Nine confirmed dead in U.S. capital subway collision
Nine people have been confirmed dead on Tuesday in a Monday subway collision in Washington, D.C., as officials called for upgraded subway cars to prevent similar accidents in the future, Xinhua reported.
"We recommended to WMATA (Washington's Metro Area Transit Authority) to either retrofit those cars or phase them out of the fleet, but they have not been able to do that and our recommendation was not addressed," said National Transportation Safety Board spokeswoman Debbie Hersman of a warning in 2006 at a press conference at the scene of the accident.
The rescue efforts have been continuing through the night on Monday after a subway train operating on the Red Line slammed into another one parking on the track in northeastern Washington, D.C. during the afternoon rush hours.

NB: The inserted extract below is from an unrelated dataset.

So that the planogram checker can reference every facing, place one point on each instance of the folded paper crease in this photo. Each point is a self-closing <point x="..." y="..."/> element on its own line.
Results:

The accident resulted in nine deaths, the highest toll in the 33-year history of Washington's Metro Area Transit Authority, and also left 76 others injured.
It remained unclear why the second train did not receive the stop signal when the first one was waiting on the track to drive in the metro station, or why the operator of the second train did not manually stop when she saw the blacked tracks ahead.
Metro said it could take weeks or even months before the cause of the crash was determined.
Metro spokesperson Lisa Farbstein told reporters that the subway car which struck the waiting one has been in service since 1976, among the oldest on the system. Although Metro officials were in the process of soliciting bids for replacements of cars like it, the cost remains an issue.
"We don't have the money in place to replace them," said Farbstein.